Mr Hill estimated all grazing property market districts in Queensland’s north and northwest were equal to or well above the previous cycle peak in 2008.

“The average market hectare rate is trading at a factor of 1.5 times (or 150 per cent) the value rates of the cycle peak in 2008-09.” Mr Hill said.

“In April, the smaller-scale forest grazing operation, Day Dawn, 70km west of Charters Towers, sold under the hammer for almost $3.7 million or $864/ha,” Mr Hill said.

“A month earlier that 4267ha highly-improved breeding or backgrounding operation had been expected to sell for around $2 million.”

“More recently, Downs country south of the Flinders Highway from Hughenden to Cloncurry has equaled to and now passed peak 2008-09 values.”

Ruralco Property Rockhampton Agent, Bill Hamilton, said he recently sold two properties for about 20 per cent above expectations.

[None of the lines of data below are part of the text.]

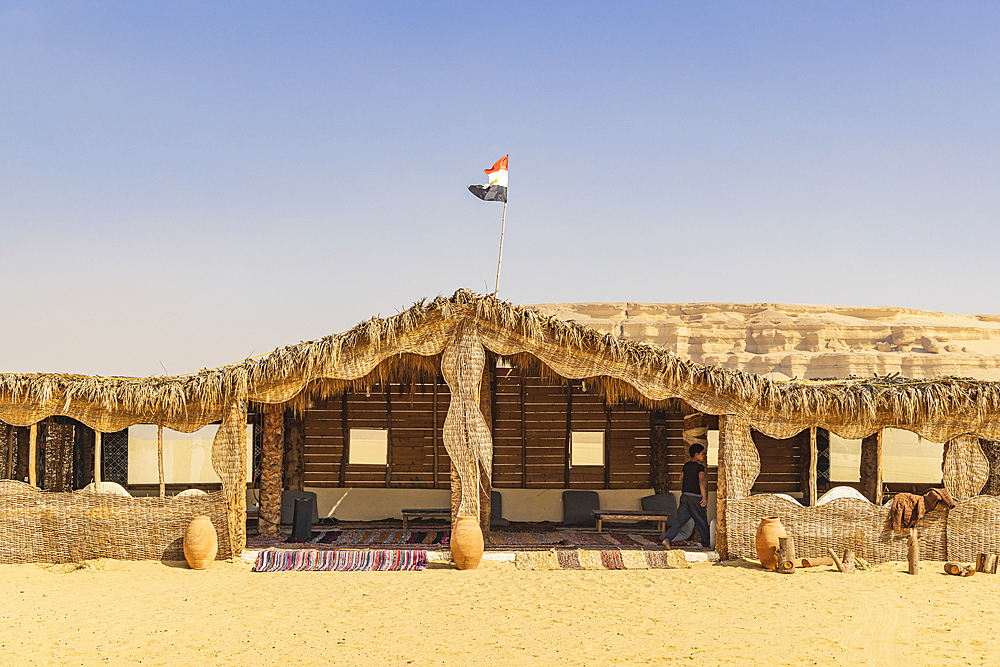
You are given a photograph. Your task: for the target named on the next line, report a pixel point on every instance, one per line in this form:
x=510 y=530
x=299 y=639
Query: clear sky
x=184 y=184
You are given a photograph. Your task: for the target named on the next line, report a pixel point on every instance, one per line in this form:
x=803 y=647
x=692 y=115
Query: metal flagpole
x=503 y=222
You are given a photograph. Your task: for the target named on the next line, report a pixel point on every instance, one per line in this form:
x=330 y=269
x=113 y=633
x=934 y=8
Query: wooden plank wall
x=529 y=440
x=411 y=448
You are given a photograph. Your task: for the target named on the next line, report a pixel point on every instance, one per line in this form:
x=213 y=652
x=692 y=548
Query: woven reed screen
x=845 y=523
x=937 y=411
x=466 y=435
x=43 y=527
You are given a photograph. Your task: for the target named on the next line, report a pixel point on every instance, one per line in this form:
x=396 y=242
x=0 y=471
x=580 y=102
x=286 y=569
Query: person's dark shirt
x=690 y=483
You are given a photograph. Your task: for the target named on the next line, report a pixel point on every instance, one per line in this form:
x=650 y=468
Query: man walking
x=694 y=499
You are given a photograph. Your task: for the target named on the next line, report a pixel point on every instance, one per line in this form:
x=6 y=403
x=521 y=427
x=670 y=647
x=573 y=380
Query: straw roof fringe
x=408 y=344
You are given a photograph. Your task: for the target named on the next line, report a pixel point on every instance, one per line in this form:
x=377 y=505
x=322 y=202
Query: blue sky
x=185 y=184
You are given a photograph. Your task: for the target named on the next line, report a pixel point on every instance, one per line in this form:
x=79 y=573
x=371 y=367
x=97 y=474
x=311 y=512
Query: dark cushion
x=664 y=503
x=496 y=510
x=288 y=505
x=578 y=507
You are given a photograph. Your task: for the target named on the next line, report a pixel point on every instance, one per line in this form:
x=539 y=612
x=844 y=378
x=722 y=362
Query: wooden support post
x=33 y=455
x=11 y=444
x=721 y=537
x=271 y=475
x=159 y=459
x=295 y=437
x=97 y=459
x=960 y=570
x=813 y=459
x=434 y=436
x=487 y=406
x=836 y=559
x=345 y=450
x=814 y=562
x=786 y=555
x=871 y=467
x=524 y=432
x=913 y=552
x=568 y=448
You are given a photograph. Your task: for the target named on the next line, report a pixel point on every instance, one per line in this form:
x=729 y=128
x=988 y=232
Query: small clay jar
x=200 y=543
x=466 y=542
x=768 y=532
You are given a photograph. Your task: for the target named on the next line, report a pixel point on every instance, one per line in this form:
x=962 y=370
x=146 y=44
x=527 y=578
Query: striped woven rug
x=309 y=560
x=605 y=559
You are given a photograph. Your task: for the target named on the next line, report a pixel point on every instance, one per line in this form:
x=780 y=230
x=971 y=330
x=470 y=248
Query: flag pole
x=503 y=223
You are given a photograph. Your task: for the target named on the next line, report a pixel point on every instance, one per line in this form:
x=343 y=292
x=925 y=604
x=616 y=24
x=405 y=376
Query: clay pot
x=200 y=543
x=466 y=542
x=768 y=532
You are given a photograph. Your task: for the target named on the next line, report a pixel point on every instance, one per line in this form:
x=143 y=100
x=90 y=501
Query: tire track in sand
x=880 y=629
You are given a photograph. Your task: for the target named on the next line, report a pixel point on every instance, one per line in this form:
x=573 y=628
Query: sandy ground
x=150 y=613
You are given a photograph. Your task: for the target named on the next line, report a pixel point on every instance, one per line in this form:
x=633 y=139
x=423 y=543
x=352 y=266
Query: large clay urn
x=768 y=532
x=466 y=542
x=200 y=543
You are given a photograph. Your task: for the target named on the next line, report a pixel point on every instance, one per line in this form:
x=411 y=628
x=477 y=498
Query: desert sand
x=786 y=341
x=152 y=613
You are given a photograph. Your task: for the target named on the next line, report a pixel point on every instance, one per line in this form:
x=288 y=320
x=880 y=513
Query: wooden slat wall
x=529 y=440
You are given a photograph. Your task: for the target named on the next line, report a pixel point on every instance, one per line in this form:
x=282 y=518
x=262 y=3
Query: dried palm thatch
x=408 y=346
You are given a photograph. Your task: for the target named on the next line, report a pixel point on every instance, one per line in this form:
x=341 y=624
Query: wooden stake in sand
x=959 y=570
x=33 y=455
x=986 y=563
x=913 y=551
x=849 y=562
x=786 y=555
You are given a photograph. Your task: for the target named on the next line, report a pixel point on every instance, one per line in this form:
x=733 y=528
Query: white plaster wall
x=366 y=504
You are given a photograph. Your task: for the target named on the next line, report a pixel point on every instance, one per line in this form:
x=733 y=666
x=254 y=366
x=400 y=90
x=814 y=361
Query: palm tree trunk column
x=271 y=473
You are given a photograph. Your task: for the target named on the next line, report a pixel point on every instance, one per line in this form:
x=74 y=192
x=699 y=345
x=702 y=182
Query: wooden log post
x=295 y=438
x=813 y=464
x=913 y=552
x=871 y=467
x=33 y=455
x=836 y=559
x=271 y=477
x=721 y=537
x=849 y=562
x=786 y=555
x=159 y=460
x=97 y=459
x=486 y=407
x=11 y=444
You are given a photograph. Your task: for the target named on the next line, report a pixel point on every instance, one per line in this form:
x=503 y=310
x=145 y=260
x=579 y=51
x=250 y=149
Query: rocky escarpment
x=802 y=341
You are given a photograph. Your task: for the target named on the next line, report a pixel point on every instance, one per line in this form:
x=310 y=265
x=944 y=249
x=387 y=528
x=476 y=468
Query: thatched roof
x=408 y=344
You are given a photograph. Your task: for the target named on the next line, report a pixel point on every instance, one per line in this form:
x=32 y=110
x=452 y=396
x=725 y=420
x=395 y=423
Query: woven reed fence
x=850 y=523
x=39 y=527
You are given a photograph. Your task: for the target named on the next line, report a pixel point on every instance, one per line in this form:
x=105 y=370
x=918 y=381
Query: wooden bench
x=444 y=515
x=631 y=515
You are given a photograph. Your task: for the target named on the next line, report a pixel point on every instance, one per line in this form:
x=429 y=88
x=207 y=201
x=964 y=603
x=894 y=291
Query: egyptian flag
x=496 y=183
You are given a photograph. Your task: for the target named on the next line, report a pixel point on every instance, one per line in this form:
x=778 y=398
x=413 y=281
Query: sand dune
x=149 y=613
x=804 y=341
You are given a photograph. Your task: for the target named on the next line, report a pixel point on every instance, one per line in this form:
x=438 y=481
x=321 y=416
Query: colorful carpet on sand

“The Marlborough district property Lexington was sold for $1.885 million or $2288/ha and a small Wowan district property was sold for close to $6 million or $4202/ha,” Mr Hamilton said.

Jez McNamara said the market peak of 2008-09 had been based on lending and the availability of money.

“Back then, there was a credit crisis and that is why the market collapsed,” Mr Hill said.

“But everything that is happening now is based on actual things, not on inflated prices based on people borrowing when they shouldn’t have been.

“If there were credit issues, or people in trouble, we would have seen more receivership sales in the last five months,” Mr Hill said.

Mr Hill said current buyers were looking for anything that stacked up – cattle returns and capital gains.

“Land is a good investment,” Mr Hill said.

“People are realising with the volatility of the share market, land is not a risk. It actually appreciates.”